Collegiality is a sticky issue, because if two people don't see eye-to-eye, which of them is being uncollegial? A lot of us have intense, difficult personalities, might not be naturally easy people to get along with. When conflicts arise, it is hard to know who is to blame (for example, between two people who are both somewhat difficult.) There might also be legitimate differences in opinion / ideology that make things more difficult, or difficult work conditions. If the administration puts the squeeze on a department, some might react by siding with the administration, while others might legitimately resent them for that. I have friends in various departments who don't like other friends of mine, even when all parties concerned are dedicated professionals. I also don't know if I would be as good friends with certain people if I shared a working space with them.

The problem with using collegiality as a criterion for promotion is that the largest burden should fall on the senior colleagues. In other words, if a junior colleague is perceived as uncollegial, often that is in reaction against treatment by the senior colleagues. They shouldn't be able to mistreat the person and then turn around in call the same person uncollegial for fighting back. I remember that feeling that the senior colleagues are not on your side, and since I got tenure I've tried very hard not to be that guy. I am still in the position of judging the untenured people, and every one knows it, but usually if a senior colleague positive then junior people will not go out of their way to make enemies.

In short: the senior colleagues should set the tone.
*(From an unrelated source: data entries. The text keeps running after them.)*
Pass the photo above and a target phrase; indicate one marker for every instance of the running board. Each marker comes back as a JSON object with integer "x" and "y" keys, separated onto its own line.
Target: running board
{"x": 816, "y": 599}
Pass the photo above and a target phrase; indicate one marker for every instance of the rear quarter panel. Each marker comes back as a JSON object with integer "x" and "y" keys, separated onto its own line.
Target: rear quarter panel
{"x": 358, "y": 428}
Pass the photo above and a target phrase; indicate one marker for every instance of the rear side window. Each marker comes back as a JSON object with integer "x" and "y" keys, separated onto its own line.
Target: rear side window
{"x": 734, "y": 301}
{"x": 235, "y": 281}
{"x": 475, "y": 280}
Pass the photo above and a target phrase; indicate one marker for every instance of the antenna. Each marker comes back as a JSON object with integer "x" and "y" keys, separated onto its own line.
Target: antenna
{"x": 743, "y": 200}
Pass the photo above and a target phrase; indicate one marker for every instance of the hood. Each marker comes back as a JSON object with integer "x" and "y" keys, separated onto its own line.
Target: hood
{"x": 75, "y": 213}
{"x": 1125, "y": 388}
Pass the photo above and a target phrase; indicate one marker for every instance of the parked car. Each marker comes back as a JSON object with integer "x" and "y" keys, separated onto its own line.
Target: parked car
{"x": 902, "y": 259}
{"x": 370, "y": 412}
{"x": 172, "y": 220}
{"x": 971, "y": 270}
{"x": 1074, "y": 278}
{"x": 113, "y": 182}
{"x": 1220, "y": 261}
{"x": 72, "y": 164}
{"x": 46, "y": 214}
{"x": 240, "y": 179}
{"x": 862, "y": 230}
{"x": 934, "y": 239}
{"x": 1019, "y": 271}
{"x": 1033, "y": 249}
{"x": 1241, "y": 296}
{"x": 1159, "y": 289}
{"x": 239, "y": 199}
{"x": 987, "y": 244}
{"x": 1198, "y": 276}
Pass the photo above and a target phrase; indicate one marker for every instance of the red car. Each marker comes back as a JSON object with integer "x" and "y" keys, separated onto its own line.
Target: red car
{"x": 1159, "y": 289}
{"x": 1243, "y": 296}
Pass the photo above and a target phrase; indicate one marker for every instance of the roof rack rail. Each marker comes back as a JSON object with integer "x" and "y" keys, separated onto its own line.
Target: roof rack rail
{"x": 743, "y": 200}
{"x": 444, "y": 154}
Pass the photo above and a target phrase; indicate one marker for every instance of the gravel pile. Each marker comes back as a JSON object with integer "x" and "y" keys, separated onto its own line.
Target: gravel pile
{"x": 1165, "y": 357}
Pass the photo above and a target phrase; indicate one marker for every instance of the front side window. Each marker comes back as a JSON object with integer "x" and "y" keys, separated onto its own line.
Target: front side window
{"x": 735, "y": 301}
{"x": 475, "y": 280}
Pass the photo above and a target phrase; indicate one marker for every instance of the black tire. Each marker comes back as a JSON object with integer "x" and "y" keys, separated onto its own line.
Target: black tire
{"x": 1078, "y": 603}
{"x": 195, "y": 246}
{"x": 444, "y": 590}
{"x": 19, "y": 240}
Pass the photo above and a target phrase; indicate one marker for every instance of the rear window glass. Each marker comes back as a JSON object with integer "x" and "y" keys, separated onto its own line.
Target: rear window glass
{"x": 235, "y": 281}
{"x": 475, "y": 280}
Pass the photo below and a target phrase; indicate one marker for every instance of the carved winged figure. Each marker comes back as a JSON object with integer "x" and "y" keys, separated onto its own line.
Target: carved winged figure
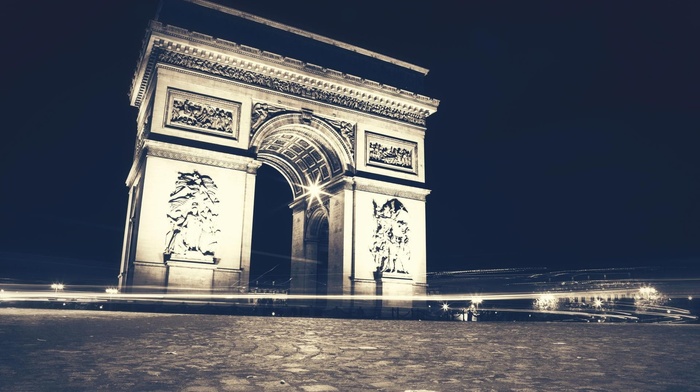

Some conflict should be expected; not everyone is going to like everyone else. You shouldn't take sides in other departments unless you have an extremely good sense of what's actually going on.

8 comments:

Andrew Shields said...

Was this motivated by a particular current situation? No details necessary, I'm just curious.

*

"They shouldn't be able to mistreat the person and then turn around in call the same person uncollegial for fighting back."

That's a bit like how whites used to call any black "uppity" who demonstrated any resentment about his "position."

The "uppity" assistant professor? I'm suddenly imagining the worst possible situation for this: a white full professor calls a black assistant professor "uppity" ...

Jonathan said...

Not a current situation, but one in the distant past. I was also thinking, though, more indirectly, about the Alberto Moreiras reaction to the Antonio Calvo case: a lecturer at Princeton who killed himself after his contract wasn't renewed.

profacero said...

I've had some bad senior colleagues in my day but in terms of rudeness the most outrageous have been junior, and relatively recent. Doing things that I'd take action on if a full did them, but since they were new and assistant, I feel mean doing anything that could hundir some poor untenured person.

For example: one called me at home to complain about one of the fulls. Said she was too ugly to be raped but I wasn't. I got caller ID. Then it turned out he called another woman on the faculty near midnight to scream at her about his dissatisfactions. I told him talk to the chair about your problems. He said, I can't, in front of men I have to look good.

What I have to say about this is -- if that's how someone acts when they're brand new, can you imagine what they'll be like later?!

profacero said...

Oh, also we had one who turned out to be a crackhead!!! Caused various types of trouble, including sexual harassment. This got smoothed over by the U until finally one of the TAs called the city, not the university police. He got out of that one, and we got rid of him at 3d year review on collegiality grounds. Was good publisher though and got better job; died there of drug overdose.

[On both of these I am changing some details to protect the guilty and the innocent - and realize, I work in two departments and have had more than one job, so you don't know what places I am talking about.]

Jonathan said...

Well that's foolhardy, because people can just vote against them. I really don't understand it.

profacero said...

...that having been said: male fulls call me uncollegial because I do have expertise and do fight back and can win. It has never made for a comfortable life, though, and it is why I dislike academia.

profacero said...

...people can't vote against them if the administration decides that, since people will do that on collegiality, their case should be reviewed by a special committee and not the whole department.

profacero said...

Also, it's not necessarily foolhardy to act that way if you only do it in front of women and you make strong alliances with the men.